Relationship between Frequency and Volume in Blowing Air into a Bottle

[mtr]

Homework Statement

There is a plastic bottle into which we blow in such a way, that we receive a sound of freguency f. The bottle is filled with water that has volume V. Prove, that $$f=f_{0}(\frac{V}{V_{0}})^{\alpha}$$, where $$f_{0}, V_{0}, \alpha$$ are constants.

Homework Equations

The Attempt at a Solution

I always thought, that the wavelength is directly proportional to height of an empty part of the bottle, but then f is inversely proportional to V. Is there any mistake in this task?

 

[alphysicist]

Hi mtr,

Homework Statement

There is a plastic bottle into which we blow in such a way, that we receive a sound of freguency f. The bottle is filled with water that has volume V. Prove, that $$f=f_{0}(\frac{V}{V_{0}})^{\alpha}$$, where $$f_{0}, V_{0}, \alpha$$ are constants.

Homework Equations

The Attempt at a Solution

I always thought, that the wavelength is directly proportional to height of an empty part of the bottle,

As the height of the air space decreases, the wavelength will decrease also.

but then f is inversely proportional to V.

What is your reasoning for saying that?

 

[mtr]

As the height of the air space decreases, the wavelength will decrease also.

That's right, but considering the wavelength, we know, that $$\lambda = 2L$$ so when L decreases, lambda decreases proportionally to the 1st power of L and inversely proportionally to the 1st power of V.
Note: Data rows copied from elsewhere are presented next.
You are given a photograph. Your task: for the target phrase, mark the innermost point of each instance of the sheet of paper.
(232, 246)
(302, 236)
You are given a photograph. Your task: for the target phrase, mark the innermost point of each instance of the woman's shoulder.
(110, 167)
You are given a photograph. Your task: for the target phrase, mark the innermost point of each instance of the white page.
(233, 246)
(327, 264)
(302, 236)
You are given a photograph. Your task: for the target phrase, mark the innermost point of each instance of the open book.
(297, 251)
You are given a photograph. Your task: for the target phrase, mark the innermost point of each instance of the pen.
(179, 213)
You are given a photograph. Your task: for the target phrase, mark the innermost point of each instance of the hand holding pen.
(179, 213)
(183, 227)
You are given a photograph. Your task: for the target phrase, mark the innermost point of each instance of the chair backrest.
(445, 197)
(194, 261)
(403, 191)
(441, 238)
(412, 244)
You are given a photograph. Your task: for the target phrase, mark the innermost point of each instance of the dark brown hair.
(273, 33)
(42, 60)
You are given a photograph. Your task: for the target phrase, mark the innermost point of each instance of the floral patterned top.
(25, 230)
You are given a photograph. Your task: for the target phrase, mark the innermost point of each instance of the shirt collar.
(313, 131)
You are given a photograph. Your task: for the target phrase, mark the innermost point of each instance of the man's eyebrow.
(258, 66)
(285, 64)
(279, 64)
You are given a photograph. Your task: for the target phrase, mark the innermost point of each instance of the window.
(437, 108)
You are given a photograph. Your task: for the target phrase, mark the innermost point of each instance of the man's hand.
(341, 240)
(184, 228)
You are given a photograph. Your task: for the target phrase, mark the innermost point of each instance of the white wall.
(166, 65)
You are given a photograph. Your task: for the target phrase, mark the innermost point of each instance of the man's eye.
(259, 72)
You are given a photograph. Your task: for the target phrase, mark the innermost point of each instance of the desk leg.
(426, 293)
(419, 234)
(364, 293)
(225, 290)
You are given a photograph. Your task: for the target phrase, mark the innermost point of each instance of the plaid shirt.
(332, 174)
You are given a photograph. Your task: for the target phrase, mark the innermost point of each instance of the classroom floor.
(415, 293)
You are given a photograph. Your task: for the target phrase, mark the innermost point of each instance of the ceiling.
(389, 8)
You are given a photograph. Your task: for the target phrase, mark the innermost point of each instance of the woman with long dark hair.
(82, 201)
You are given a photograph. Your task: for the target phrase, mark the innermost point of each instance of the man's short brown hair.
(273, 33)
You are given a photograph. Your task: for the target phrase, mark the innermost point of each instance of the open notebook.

What is your reasoning for saying that?

I can see my mistake. In fact it is lambda inversly proportional to V so f is directly proportional to V.

Still, I made an experiment and it looks like there is such a formula: $$f=f_{0} \alpha^{\frac{V}{V_{0}}}$$
Actually I'm even more confused with this. Still the formula given in the task cannot be correct, because when V=0, f does NOT equal 0.

 

[alphysicist]

That's right, but considering the wavelength, we know, that $$\lambda = 2L$$ so when L decreases, lambda decreases proportionally to the 1st power of L and inversely proportionally to the 1st power of V.

Think of the bottle as a cylinder. This would be like a pipe with one end closed, so the fundamental wavelength is 4L, if L is the height of the air column.

But I don't think the wavelength is inversely proportional to V, as you've seen when you looked at the frequency. As V increases, the wavelength decreases, but not proportionally.

I can see my mistake. In fact it is lambda inversly proportional to V so f is directly proportional to V.

Still, I made an experiment and it looks like there is such a formula: $$f=f_{0} \alpha^{\frac{V}{V_{0}}}$$
Actually I'm even more confused with this. Still the formula given in the task cannot be correct, because when V=0, f does NOT equal 0.

Was the problem that you had in the original post all that there was? There were no diagrams, or approximate ranges given? By treating the bottle as a cylinder you can get an exact result, which does not match with $f\propto V^{\alpha}$ from your original post.

If I'm reading the problem correctly, and you haven't overlooked any parts of the problem in your post, then I would agree that the formula in the original post does not seem to be an exact answer.

 

[mtr]

But I don't think the wavelength is inversely proportional to V, as you've seen when you looked at the frequency. As V increases, the wavelength decreases, but not proportionally.

Well, I won't argue with that ;)


There were no additional information. They also do not say anything about the bottle's shape, so I suppose it can be any.